The organisations also point to concerns regarding editorial sequencing and placement of stories, non-existent or selective use of contextual information, and the use of framing that may have influenced viewers' interpretation of important socio-political events.
A particular focus of the complaint is STVR's coverage of the fourth anniversary of Russia's invasion of Ukraine. While acknowledging that the topic was given prominent placement and included international inputs and basic factual framing, the complainants argue that the overall treatment not only lacked depth, human perspective, and sufficient contextual balance, and moreover, that the television coverage, in fact, offered its audience a heavily distorted, even manipulative form of visual reporting.
The legal and European frameworks cited
The complaint references obligations under Slovak media legislation, particularly Section 25 of the Act on Media Services, which requires broadcasters to ensure plurality of information, objectivity, and impartiality in news programming.

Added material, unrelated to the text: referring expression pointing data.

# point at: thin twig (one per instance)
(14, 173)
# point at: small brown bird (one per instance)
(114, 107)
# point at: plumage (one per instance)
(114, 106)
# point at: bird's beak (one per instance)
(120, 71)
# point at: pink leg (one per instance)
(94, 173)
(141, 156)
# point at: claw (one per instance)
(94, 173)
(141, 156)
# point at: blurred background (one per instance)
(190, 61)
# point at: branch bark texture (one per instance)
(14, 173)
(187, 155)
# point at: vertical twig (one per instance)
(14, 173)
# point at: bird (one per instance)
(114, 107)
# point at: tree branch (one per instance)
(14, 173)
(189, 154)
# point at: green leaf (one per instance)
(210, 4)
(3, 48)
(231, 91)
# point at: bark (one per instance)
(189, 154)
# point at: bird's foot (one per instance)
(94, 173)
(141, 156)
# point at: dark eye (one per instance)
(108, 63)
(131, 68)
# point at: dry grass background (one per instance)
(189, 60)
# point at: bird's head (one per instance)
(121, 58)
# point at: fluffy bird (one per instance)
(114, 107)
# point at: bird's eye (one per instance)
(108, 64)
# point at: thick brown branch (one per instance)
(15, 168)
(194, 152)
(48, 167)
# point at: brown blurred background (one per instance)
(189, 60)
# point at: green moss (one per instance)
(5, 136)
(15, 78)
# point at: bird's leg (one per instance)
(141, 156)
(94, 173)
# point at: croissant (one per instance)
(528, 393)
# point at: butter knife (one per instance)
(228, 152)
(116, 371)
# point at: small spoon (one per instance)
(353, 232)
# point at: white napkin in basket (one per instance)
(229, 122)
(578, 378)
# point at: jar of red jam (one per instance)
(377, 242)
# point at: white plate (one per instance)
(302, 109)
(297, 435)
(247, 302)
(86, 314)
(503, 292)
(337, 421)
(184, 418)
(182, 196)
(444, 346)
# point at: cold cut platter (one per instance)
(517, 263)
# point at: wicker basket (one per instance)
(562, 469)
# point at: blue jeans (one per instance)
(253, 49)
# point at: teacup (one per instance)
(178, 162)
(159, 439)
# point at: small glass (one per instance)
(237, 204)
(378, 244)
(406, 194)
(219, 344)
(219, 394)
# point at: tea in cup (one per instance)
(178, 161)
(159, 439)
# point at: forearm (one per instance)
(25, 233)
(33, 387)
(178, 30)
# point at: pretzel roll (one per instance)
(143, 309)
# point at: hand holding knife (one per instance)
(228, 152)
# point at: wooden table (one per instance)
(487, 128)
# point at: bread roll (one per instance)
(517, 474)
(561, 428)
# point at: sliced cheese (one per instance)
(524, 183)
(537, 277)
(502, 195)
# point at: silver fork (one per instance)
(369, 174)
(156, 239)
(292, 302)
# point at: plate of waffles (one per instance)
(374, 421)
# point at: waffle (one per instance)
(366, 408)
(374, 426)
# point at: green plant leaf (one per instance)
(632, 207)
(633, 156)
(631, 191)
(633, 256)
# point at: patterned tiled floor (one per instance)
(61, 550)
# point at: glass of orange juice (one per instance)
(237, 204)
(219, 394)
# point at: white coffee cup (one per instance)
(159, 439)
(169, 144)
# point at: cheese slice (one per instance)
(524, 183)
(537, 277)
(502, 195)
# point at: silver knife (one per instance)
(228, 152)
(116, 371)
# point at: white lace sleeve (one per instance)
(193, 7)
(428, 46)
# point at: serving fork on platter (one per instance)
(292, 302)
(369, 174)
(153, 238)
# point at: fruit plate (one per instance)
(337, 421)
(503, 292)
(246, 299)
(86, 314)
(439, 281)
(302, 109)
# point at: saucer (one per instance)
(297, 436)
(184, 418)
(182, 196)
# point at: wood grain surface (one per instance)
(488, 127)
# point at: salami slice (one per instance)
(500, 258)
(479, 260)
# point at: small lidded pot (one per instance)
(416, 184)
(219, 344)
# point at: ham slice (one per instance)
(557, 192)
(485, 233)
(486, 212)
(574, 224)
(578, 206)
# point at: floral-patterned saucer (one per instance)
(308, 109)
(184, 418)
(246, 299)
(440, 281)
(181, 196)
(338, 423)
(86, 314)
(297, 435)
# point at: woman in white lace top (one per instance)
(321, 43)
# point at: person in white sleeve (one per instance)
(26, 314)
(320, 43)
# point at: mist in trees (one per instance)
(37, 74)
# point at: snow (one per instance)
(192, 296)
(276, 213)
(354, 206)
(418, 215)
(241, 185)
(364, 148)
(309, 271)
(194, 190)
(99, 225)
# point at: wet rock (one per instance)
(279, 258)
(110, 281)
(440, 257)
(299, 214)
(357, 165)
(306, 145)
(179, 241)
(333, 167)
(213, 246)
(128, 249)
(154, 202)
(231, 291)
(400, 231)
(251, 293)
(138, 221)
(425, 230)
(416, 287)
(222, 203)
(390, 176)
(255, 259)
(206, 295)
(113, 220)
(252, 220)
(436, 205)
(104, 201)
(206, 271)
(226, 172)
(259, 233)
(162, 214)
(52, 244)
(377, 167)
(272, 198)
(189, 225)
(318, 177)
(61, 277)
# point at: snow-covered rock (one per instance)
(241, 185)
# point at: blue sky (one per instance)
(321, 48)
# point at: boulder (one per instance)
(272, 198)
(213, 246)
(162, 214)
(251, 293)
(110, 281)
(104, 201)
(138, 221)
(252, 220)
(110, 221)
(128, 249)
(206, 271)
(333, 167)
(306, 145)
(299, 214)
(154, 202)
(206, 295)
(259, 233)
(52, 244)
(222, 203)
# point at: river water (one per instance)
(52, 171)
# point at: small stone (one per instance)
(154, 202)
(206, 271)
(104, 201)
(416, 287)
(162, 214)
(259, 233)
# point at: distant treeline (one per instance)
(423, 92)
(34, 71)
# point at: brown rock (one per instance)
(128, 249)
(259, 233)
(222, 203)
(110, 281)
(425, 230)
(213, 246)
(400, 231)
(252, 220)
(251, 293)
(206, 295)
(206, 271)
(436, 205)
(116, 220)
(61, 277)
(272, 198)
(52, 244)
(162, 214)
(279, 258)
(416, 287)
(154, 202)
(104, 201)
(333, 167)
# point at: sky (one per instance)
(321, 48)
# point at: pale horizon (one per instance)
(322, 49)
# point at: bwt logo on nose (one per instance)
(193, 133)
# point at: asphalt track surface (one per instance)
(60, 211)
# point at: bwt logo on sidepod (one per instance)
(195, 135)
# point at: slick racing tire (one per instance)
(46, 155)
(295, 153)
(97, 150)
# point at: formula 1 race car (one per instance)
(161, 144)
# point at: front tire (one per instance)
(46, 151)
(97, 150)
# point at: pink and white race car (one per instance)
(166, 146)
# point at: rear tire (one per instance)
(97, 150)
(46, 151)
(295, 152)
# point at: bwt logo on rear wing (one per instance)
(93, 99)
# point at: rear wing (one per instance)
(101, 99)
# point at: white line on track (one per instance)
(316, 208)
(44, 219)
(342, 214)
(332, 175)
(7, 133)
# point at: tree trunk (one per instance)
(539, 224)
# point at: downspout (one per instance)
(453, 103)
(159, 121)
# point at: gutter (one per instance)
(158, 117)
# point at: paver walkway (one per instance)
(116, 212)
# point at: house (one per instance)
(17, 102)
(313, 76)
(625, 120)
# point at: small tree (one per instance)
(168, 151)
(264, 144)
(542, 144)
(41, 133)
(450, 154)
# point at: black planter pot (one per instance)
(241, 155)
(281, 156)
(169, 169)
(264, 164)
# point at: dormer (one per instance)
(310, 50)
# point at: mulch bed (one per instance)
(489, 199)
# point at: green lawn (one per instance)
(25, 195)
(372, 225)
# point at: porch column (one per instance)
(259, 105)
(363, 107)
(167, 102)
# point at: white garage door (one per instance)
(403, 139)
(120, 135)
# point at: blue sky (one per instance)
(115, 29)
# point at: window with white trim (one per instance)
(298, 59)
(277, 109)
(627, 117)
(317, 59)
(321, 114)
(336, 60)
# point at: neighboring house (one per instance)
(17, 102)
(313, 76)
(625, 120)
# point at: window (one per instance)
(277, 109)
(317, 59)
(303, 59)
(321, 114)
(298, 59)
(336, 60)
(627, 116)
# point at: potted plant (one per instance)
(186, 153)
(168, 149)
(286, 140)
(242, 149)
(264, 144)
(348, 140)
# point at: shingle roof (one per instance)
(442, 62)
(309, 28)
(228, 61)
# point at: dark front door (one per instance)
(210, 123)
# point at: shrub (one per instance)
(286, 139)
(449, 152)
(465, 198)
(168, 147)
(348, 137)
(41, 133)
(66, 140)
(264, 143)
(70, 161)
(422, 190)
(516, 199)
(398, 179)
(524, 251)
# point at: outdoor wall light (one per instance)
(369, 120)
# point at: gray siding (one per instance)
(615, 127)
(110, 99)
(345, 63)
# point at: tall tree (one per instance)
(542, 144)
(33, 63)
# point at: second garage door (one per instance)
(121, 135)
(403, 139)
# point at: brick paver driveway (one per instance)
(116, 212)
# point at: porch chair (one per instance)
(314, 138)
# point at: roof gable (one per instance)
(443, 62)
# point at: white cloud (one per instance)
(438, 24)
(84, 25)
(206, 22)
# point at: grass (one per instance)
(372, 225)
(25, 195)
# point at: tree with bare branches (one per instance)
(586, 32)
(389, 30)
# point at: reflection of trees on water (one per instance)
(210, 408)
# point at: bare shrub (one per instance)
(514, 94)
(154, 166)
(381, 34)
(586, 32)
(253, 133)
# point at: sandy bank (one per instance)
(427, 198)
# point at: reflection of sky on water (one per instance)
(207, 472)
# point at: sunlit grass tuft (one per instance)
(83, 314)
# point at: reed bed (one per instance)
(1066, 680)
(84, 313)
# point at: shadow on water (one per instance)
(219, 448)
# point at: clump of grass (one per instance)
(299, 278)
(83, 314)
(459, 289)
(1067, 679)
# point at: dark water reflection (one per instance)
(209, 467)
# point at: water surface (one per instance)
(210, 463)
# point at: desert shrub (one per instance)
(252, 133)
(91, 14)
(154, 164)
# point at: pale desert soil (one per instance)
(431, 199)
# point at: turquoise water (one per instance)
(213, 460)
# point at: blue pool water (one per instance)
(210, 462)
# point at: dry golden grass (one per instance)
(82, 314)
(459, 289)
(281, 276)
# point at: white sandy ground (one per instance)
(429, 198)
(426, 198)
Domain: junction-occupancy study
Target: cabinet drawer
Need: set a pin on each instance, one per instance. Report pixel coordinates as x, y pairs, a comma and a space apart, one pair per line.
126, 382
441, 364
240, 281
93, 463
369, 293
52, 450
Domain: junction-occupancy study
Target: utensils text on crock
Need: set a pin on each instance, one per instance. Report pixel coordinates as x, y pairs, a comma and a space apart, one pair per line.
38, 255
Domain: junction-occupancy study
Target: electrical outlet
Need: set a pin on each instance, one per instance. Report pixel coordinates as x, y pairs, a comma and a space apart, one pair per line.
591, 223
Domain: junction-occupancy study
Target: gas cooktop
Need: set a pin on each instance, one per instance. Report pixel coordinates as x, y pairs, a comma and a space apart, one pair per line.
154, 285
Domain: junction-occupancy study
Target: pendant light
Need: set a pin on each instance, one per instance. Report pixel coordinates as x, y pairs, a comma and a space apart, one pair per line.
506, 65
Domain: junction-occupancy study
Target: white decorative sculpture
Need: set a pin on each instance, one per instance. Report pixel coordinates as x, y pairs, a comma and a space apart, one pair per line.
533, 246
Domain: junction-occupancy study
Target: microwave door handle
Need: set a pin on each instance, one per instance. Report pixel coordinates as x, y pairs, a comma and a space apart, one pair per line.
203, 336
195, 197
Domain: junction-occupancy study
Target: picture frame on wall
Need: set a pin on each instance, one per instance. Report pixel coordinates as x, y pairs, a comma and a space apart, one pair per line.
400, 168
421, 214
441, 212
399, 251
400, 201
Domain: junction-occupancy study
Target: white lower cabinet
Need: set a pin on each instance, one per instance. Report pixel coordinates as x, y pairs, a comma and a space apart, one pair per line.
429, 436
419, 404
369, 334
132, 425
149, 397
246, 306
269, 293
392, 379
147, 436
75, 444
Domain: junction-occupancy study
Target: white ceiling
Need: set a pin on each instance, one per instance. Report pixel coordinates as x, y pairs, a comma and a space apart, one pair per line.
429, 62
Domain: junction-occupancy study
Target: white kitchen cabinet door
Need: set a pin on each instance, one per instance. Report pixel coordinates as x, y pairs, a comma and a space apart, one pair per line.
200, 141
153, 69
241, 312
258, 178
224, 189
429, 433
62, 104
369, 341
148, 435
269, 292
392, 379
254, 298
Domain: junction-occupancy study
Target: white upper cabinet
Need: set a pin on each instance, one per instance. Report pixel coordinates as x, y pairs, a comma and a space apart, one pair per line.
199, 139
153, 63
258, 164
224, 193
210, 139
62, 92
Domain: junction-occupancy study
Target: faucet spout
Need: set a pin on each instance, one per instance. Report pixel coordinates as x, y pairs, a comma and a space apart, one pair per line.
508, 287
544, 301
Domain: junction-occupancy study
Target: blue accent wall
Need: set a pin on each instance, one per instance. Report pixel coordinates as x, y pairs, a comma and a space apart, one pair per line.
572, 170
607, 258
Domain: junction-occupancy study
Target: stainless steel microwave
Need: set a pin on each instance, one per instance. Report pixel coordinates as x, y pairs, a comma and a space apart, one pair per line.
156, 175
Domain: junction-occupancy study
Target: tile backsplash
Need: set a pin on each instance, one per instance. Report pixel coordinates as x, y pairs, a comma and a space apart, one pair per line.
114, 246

It also invokes the public service mandate of STVR under its founding legislation, as well as principles enshrined in the EMFA, which emphasises the role of public service media in providing independent, diverse, and trustworthy information.
In addition, the complainants refer to relevant case-law of European and national courts stressing the importance of accuracy, transparency, and separation of facts from commentary in news reporting.
Request to the media regulator
The organisations ask the Slovak media regulator to assess whether the identified broadcasts comply with legal obligations on impartiality and pluralism. They also urge the authority to consider the broader pattern emerging from the monitoring, rather than treating each issue in isolation.
They argue that the findings may indicate structural weaknesses in editorial practices rather than isolated editorial errors.
STVR's statement from February 2026, claiming its TV news coverage is "balanced" is the result of a selective interpretation of external content analysis, the full version of which was provided to RSF based on its freedom-of-information request.
The Council for Media Services, which itself pointed out the over-representation of ruling parties in STVR's political debate programmes in 2025 in its annual report published in late March 2026, can impose sanctions on the public broadcaster for non-compliance with the law, ranging from formal notices to financial penalties.
Slovakia is ranked 38th out of 180 countries and territories in the 2025 RSF World Press Freedom Index.